We would be creating a most awful pressure on the police, and they would react, naturally enough. They would have to go and interview the right reverend Prelate and discuss the matter with him. As has been said, he is robust enough a man to take care of himself, but that might not be the case with many other people, who would lack the resources to fight the thing through—perhaps even to fight a conviction and take it to appeal. There is no evidence whatever that the amendment has caused any outbreak of homophobic attacks or any of the other nonsenses. The noble Baroness, Lady Turner of Camden, listed all the dreadful offences, which are against the law and which the Waddington amendment did nothing to bring within the law. That serves nothing at all. It is simply an outbreak of emotionalism which obscures the facts. We should stick to the facts and stick to the Waddington amendment.

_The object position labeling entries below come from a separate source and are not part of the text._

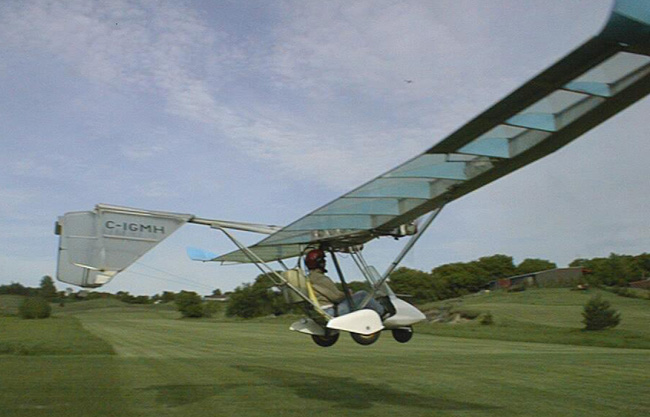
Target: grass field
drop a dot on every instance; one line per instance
(164, 366)
(547, 316)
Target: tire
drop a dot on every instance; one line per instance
(365, 339)
(325, 341)
(402, 335)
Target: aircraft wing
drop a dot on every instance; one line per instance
(600, 78)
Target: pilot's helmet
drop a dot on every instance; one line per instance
(315, 259)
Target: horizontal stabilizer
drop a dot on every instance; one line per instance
(94, 246)
(197, 254)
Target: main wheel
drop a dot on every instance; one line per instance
(402, 335)
(325, 341)
(365, 339)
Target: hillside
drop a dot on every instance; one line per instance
(541, 315)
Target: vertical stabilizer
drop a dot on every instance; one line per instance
(96, 245)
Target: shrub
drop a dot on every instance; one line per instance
(34, 308)
(599, 315)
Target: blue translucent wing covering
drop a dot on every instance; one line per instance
(599, 79)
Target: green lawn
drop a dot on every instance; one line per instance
(546, 316)
(164, 366)
(53, 336)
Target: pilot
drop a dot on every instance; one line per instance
(330, 298)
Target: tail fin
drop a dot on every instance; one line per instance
(96, 245)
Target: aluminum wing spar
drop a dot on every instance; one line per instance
(600, 78)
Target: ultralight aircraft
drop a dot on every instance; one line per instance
(603, 76)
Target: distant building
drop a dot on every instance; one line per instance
(549, 278)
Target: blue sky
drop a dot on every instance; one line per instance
(263, 111)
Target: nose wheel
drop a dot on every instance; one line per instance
(403, 334)
(365, 339)
(326, 340)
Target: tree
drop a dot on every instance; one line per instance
(189, 304)
(257, 299)
(530, 265)
(599, 315)
(497, 266)
(47, 289)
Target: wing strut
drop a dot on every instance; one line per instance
(269, 271)
(407, 248)
(346, 289)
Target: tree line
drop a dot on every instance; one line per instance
(446, 281)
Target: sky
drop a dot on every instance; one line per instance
(263, 111)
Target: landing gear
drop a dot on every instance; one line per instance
(365, 339)
(326, 340)
(403, 334)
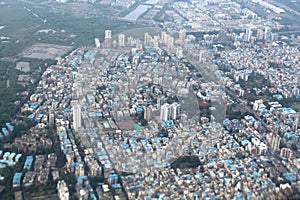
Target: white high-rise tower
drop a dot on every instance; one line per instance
(76, 108)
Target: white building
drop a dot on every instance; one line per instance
(63, 191)
(76, 108)
(121, 40)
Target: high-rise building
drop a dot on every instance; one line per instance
(148, 113)
(275, 141)
(147, 39)
(176, 110)
(260, 34)
(107, 38)
(165, 112)
(182, 35)
(97, 43)
(248, 34)
(268, 33)
(121, 40)
(201, 53)
(63, 192)
(286, 152)
(170, 43)
(179, 52)
(170, 111)
(108, 34)
(164, 37)
(76, 114)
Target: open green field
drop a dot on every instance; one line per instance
(26, 23)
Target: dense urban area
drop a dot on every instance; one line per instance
(149, 99)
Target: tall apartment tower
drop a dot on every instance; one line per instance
(107, 38)
(76, 108)
(97, 43)
(170, 111)
(201, 53)
(121, 40)
(170, 43)
(267, 33)
(182, 35)
(63, 191)
(164, 37)
(148, 113)
(275, 141)
(248, 34)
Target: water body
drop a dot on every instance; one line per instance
(135, 14)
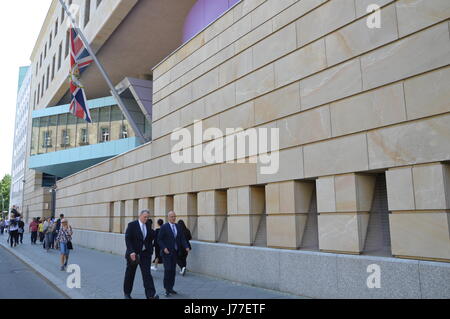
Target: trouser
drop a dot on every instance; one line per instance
(181, 261)
(33, 237)
(48, 239)
(14, 237)
(146, 260)
(170, 265)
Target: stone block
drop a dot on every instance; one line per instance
(428, 94)
(301, 63)
(326, 198)
(148, 204)
(276, 104)
(132, 208)
(275, 46)
(212, 203)
(210, 227)
(256, 267)
(432, 186)
(332, 84)
(306, 127)
(410, 143)
(220, 100)
(420, 52)
(246, 201)
(206, 178)
(341, 155)
(380, 107)
(415, 15)
(357, 38)
(420, 234)
(163, 204)
(343, 232)
(296, 11)
(253, 36)
(362, 5)
(288, 197)
(285, 231)
(433, 279)
(206, 84)
(309, 274)
(324, 19)
(285, 165)
(255, 84)
(399, 279)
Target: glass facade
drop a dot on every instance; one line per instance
(65, 131)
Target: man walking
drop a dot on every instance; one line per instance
(171, 240)
(139, 239)
(34, 229)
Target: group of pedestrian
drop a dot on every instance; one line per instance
(171, 244)
(52, 234)
(14, 226)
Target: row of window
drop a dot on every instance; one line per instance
(63, 131)
(56, 64)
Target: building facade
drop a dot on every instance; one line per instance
(20, 138)
(362, 156)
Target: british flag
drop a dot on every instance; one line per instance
(80, 59)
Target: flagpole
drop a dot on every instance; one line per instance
(105, 75)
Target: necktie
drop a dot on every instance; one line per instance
(174, 230)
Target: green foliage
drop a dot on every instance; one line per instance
(5, 187)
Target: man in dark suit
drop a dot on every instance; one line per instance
(171, 240)
(139, 239)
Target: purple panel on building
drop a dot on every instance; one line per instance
(203, 13)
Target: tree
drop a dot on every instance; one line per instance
(5, 188)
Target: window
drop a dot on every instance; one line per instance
(53, 66)
(65, 138)
(48, 77)
(84, 138)
(105, 135)
(87, 12)
(67, 43)
(47, 139)
(59, 55)
(43, 83)
(124, 132)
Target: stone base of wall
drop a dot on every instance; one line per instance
(311, 274)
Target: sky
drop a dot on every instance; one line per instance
(20, 24)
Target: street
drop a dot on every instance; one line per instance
(18, 281)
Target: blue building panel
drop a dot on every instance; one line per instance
(67, 162)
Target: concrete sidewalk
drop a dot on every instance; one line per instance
(102, 276)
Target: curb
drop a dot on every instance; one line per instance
(46, 275)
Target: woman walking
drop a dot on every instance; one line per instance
(64, 239)
(182, 255)
(158, 259)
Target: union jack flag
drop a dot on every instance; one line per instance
(80, 59)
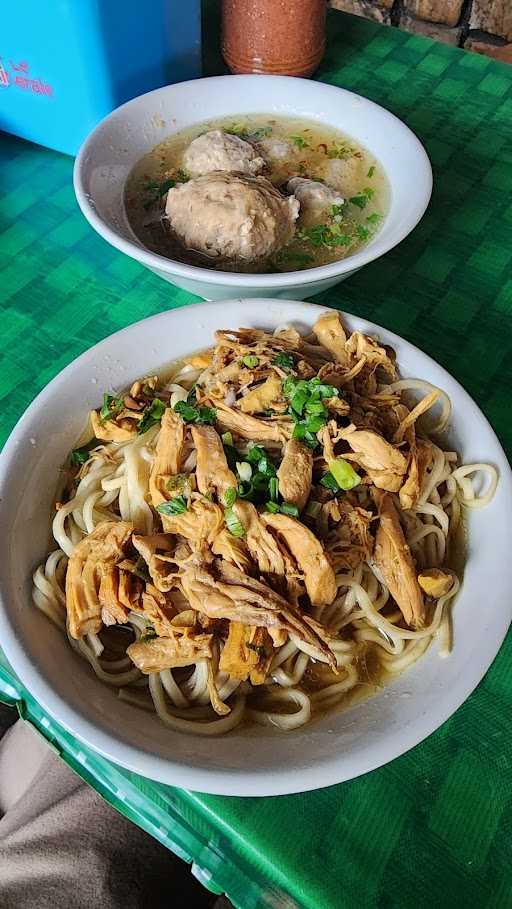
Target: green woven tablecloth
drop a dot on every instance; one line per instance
(433, 828)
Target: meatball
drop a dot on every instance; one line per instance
(217, 150)
(345, 174)
(315, 198)
(275, 149)
(231, 216)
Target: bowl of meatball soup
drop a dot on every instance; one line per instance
(252, 186)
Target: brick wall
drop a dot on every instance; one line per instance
(484, 26)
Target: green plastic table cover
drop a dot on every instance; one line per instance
(434, 827)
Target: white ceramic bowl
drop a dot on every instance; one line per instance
(127, 134)
(260, 762)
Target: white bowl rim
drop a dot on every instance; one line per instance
(367, 254)
(283, 780)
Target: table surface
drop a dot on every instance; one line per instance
(434, 827)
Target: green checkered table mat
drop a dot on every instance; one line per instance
(434, 827)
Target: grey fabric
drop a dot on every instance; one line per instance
(62, 847)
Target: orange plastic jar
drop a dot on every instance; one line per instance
(280, 37)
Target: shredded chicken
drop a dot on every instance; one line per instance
(360, 347)
(113, 608)
(212, 471)
(419, 463)
(309, 554)
(385, 464)
(260, 542)
(159, 610)
(223, 591)
(330, 332)
(168, 456)
(184, 648)
(349, 542)
(262, 397)
(295, 473)
(201, 523)
(229, 577)
(434, 582)
(112, 430)
(94, 556)
(157, 551)
(247, 653)
(394, 561)
(232, 549)
(425, 404)
(252, 428)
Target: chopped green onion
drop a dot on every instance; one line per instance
(315, 407)
(141, 570)
(299, 399)
(255, 453)
(329, 482)
(178, 482)
(257, 648)
(260, 482)
(344, 474)
(191, 414)
(266, 467)
(360, 200)
(287, 508)
(152, 415)
(112, 406)
(178, 505)
(230, 496)
(234, 526)
(246, 490)
(305, 435)
(149, 634)
(244, 470)
(79, 456)
(314, 423)
(250, 361)
(273, 507)
(232, 455)
(313, 509)
(285, 361)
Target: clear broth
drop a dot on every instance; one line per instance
(316, 152)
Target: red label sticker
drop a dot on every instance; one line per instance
(22, 80)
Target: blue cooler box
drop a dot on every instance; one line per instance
(65, 64)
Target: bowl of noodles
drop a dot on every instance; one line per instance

If, in another year or five years, we find that there has been an outburst—that masses of bishops are making incendiary remarks—of course we might reconsider the matter. For my part, I must say that there are moments when I wish that more bishops made more incendiary remarks rather than less.

We on this side of the Committee have a free vote on this matter; so it would be inappropriate for me to wind up on behalf of the Opposition. I shall say only that I shall be supporting my noble friend Lord Waddington in voting that Clause 61 should not stand part of the Bill.

There is one other observation that I want to make about the circumstances in which we find ourselves this afternoon. The Government did not choose to oppose the decision taken in your Lordships’ House last year to support my noble friend Lord Waddington’s amendment, which subsequently became Section 29JA of the Public Order Act 1986.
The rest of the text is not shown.